Is he kidding me? pikir Emily sambil tersenyum miring. "Aku akan menraktirmu makan siang. Kau boleh menentukan tempatnya," jawab Emily asal. Ia tahu bahwa jika dirinya saja tidak mampu menemukan barangnya, apalagi orang lain. Itulah yang selalu dikatakan ibunya.
"Great!"
***
Emily masih tak dapat memercayai hal ini. Sekarang ia duduk berhadapan dengan bosnya, Leo di Restoran Chi Xing, yang notebenenya merupakan salah satu restoran paling mahal di Guangzhou. Ia meratapi mie Sichuan dan bebek Peking-nya yang tak tersentuh di tengah-tengah meja.

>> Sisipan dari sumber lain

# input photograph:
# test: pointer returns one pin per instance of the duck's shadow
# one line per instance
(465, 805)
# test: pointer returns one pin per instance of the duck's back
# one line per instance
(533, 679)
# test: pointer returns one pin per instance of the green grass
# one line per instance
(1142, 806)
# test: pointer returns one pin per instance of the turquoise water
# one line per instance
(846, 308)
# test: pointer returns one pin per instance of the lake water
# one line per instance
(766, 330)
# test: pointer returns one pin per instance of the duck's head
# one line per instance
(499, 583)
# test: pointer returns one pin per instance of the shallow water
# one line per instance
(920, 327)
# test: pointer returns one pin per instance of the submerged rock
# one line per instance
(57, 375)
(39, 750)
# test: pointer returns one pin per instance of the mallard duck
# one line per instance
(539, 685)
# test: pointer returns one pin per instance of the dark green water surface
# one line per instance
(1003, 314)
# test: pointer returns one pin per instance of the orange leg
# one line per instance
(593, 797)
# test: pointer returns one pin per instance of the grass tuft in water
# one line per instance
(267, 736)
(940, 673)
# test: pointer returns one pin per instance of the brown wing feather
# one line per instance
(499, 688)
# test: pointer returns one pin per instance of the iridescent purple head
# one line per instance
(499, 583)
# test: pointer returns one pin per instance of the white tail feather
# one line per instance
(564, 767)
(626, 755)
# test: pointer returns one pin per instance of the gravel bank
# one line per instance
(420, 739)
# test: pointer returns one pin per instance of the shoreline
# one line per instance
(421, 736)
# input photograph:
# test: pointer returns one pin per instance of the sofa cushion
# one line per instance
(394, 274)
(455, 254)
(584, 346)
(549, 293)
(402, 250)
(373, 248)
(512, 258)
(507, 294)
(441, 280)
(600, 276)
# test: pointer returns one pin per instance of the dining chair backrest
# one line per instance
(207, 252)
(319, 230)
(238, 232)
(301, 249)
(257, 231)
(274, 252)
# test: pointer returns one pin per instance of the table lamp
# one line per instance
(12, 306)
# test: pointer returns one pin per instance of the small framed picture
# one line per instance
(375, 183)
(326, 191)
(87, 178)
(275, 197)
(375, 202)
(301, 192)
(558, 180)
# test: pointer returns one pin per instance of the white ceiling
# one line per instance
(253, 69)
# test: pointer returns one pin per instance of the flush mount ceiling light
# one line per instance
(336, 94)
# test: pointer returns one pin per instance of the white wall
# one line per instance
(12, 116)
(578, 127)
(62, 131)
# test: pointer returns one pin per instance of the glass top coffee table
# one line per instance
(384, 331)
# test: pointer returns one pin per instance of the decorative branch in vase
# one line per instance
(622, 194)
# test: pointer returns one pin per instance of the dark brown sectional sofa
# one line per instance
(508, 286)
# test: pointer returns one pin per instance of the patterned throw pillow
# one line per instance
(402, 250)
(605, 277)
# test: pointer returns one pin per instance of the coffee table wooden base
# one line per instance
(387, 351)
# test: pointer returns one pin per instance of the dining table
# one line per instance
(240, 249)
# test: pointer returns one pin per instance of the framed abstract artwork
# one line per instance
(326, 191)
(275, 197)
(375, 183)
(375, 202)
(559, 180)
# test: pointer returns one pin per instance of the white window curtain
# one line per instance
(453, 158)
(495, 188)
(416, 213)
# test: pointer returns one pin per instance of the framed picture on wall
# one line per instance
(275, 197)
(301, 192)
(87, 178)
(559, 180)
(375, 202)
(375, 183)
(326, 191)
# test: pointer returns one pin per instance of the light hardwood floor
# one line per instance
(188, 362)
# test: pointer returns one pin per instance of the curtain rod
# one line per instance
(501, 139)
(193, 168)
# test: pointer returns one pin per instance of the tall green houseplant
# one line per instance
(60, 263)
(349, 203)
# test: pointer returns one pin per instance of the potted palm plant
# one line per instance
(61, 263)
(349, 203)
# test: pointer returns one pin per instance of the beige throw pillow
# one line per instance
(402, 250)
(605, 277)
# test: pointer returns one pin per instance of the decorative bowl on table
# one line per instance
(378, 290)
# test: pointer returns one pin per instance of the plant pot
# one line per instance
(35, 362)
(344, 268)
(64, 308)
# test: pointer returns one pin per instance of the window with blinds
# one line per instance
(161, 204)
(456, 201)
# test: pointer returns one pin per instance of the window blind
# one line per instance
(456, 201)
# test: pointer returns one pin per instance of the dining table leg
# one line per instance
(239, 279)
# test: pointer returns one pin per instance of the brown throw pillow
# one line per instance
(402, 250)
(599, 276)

Berengsek. Bagaimana bisa dia yang menemukan dompetnya, huh, pikir Emily frustasi. Ia bahkan belum mendapatkan gaji pertamanya, namun alangkah menyedihkannya bahwa ia harus mengeluarkan uang 2.100 RMB untuk membayar makanan siang itu.
"Emily, apakah kau tidak ingin makan? Ini enak sekali, lho," ucap Leo sambil terus melahap mie Sichuan-nya.
Mendengar itu, Emily segera menegakkan kepalanya kembali. "Hmm … tentu. Tentu saja ini enak. Makanan mahal pasti enak. Yeah …. " Gadis itu mulai frustrasi dengan bagaimana nasib kehidupannya sebulan ke depan. Emily benar-benar kehilangan nafsu makannya. Rasanya ia ingin menyingkirkan, membuang, dan menginjak-injak semua makanan itu.
Dengan berat hati, ia mulai menyumpit mie Sichuan dari piring putihnya, kemudian meletakkannya pada ujung lidah seolah-olah itu makanan paling hambar yang tak akan pernah ia makan lagi seumur hidupnya.
"Kenapa? Apakah kau tidak suka? Sini, biar kuhabiskan." Leo hendak mengambil piring yang tersia-sia oleh Emily, namun dengan gesit gadis itu menjauhkannya.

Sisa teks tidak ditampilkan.